NON E’ QUESTA LA RISPOSTA RESPONSABILE ALLA VOGLIA DI STARE INSIEME’
«Le nuove regole ancora più restrittive del Dpcm 18 ottobre mettono in ginocchio tante aziende. Non riusciamo davvero a capire perché il governo si ostini a considerarci un problema quando invece potremmo essere una risposta responsabile alla voglia di socialità – così conclude il vicepresidente della Fipe, Aldo Cursano - Eppure, consapevoli della gravità della pandemia, con tanti sacrifici abbiamo investito tempo e denaro nella messa in sicurezza dei nostri locali e nella formazione degli addetti.
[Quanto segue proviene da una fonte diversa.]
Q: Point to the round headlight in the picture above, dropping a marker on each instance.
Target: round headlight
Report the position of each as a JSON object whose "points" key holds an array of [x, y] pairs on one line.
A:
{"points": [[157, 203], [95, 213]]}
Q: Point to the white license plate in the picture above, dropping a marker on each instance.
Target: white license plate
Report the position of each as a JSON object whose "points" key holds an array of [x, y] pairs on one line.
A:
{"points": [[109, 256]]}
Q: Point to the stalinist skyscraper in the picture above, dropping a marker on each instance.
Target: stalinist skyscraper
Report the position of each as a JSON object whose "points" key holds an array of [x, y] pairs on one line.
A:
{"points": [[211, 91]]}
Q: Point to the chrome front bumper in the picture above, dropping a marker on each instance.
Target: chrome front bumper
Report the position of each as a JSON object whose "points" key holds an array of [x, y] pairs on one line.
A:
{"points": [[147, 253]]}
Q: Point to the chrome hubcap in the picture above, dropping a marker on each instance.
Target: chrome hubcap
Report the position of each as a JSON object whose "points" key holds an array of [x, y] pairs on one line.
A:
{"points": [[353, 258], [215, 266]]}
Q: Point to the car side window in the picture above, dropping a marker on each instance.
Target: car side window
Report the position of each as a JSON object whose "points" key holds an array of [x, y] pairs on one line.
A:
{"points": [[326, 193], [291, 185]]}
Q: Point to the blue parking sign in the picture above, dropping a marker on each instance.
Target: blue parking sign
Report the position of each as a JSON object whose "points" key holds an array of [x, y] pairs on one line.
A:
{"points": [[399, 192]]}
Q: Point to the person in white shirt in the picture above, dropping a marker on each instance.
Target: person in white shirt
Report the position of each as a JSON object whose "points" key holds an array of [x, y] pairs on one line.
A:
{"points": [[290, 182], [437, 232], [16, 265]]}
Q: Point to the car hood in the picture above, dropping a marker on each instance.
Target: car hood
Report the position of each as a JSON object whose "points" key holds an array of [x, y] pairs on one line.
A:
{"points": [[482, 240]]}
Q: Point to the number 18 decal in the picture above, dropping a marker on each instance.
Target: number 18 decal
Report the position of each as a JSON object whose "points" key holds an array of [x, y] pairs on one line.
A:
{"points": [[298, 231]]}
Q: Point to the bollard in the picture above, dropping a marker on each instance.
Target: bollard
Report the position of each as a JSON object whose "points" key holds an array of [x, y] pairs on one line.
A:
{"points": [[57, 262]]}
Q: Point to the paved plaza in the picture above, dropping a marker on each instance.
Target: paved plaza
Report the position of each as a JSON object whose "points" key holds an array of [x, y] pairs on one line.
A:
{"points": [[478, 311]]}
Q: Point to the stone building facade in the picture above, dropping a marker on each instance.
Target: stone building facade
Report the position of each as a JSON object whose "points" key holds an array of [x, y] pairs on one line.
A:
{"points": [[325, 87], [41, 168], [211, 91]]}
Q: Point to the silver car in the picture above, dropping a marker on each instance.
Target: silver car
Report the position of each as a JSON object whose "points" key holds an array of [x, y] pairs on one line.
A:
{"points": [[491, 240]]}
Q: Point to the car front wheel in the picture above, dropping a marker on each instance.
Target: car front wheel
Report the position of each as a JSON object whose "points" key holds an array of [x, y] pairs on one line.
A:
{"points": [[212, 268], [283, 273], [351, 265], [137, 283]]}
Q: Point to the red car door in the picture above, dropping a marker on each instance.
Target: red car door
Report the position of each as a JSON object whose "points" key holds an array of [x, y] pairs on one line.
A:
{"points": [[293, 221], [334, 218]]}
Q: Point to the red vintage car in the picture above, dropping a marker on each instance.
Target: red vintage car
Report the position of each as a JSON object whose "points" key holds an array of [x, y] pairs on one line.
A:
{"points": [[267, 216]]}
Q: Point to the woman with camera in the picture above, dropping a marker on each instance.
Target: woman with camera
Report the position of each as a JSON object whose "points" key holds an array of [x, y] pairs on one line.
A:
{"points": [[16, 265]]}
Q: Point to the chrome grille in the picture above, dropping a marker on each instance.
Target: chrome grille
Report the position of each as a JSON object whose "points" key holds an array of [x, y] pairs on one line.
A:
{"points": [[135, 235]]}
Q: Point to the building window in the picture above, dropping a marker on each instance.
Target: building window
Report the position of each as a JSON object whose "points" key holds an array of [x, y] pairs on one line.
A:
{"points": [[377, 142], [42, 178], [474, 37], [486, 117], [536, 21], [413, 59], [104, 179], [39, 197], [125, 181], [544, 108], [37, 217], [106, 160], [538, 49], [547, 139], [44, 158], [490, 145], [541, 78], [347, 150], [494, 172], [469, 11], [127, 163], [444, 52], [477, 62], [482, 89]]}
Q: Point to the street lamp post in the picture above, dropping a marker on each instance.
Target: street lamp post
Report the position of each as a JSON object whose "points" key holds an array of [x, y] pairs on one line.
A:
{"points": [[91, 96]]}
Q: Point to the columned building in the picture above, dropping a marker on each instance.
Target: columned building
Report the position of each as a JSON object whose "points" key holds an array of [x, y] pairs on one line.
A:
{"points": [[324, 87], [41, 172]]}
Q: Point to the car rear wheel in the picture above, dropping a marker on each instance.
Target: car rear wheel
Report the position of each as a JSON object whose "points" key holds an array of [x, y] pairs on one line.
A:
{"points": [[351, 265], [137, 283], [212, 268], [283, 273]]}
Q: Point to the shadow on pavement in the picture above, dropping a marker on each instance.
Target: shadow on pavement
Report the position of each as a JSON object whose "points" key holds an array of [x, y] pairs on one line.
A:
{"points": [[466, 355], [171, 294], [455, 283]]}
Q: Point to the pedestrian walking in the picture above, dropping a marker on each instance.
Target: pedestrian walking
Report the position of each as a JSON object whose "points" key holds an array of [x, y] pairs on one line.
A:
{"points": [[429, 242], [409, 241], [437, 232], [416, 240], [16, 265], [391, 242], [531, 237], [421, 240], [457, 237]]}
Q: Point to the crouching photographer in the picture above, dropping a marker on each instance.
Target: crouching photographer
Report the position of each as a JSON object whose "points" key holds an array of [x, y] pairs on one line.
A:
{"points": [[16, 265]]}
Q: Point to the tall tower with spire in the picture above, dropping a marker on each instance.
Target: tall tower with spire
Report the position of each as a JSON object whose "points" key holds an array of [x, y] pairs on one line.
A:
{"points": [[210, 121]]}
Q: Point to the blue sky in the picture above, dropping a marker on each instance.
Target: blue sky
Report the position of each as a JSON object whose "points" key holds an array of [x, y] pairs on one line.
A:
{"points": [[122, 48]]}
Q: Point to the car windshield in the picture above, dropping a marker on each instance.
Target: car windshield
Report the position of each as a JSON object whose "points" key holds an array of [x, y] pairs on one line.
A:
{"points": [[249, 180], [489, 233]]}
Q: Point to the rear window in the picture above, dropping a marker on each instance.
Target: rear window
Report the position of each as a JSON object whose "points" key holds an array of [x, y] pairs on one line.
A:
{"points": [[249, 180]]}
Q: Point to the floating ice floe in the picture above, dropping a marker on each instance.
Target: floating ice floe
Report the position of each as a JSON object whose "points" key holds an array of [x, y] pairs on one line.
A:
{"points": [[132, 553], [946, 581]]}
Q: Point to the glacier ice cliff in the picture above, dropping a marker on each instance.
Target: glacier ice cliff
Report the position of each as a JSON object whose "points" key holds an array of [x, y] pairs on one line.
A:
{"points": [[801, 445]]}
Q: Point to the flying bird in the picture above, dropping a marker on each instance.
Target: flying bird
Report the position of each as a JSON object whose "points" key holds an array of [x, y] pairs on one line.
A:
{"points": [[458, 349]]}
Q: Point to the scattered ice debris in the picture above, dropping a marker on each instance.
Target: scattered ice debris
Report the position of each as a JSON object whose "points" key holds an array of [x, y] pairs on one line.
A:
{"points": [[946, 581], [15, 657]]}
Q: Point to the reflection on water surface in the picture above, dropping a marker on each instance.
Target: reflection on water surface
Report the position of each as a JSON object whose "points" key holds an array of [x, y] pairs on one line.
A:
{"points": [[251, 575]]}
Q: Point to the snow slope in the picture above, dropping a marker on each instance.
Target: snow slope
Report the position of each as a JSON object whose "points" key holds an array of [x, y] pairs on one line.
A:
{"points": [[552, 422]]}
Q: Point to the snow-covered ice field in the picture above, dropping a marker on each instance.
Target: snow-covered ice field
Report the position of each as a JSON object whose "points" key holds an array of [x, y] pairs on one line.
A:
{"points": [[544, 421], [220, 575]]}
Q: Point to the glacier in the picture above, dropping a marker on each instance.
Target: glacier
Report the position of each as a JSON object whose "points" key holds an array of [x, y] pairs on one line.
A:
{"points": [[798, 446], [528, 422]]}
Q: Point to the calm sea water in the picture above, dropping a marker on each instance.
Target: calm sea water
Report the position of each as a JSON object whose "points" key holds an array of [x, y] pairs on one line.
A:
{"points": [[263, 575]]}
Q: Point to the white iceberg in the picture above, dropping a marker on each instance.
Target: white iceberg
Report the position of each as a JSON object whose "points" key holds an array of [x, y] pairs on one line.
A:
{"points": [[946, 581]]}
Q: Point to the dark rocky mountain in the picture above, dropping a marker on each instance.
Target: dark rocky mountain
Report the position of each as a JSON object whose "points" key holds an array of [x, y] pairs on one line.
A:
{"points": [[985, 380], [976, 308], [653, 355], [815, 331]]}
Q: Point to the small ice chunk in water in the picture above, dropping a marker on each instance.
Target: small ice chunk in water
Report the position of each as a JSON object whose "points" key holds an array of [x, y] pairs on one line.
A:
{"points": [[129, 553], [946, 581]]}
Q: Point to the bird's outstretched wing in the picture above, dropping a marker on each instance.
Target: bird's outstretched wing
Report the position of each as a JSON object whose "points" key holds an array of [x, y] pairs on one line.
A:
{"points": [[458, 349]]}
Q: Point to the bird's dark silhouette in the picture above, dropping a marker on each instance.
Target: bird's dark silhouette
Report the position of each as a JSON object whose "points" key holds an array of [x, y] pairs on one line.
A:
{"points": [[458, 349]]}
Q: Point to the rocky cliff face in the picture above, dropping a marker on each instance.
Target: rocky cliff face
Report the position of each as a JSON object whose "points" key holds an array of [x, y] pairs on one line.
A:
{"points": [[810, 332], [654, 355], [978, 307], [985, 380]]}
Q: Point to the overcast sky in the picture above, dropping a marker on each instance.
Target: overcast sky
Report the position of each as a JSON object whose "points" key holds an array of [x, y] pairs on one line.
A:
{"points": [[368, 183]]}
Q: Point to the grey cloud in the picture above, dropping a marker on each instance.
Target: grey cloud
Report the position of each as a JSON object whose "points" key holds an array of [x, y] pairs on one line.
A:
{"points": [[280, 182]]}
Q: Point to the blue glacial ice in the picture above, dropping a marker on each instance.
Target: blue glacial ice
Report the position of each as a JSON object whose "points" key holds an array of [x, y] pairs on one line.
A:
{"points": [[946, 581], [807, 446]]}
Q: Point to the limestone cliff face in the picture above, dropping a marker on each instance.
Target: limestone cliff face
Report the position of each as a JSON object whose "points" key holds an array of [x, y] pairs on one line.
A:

Tutto pur di riaprire e garantire ai clienti la massima tranquillità. È impensabile che l’unica ricetta proposta per contrastare la pandemia sia quella di chiudere tutto o di generare una psicosi di massa. Coniugare sicurezza e lavoro è possibile e deve essere l’obiettivo principale del governo e della politica tutta. La cosa più drammatica è che così facendo si chiuderanno anche le città con meno luci, meno insegne, meno socialità e meno qualità della vita. Dobbiamo fare presto, servono risposte concrete e servono subito».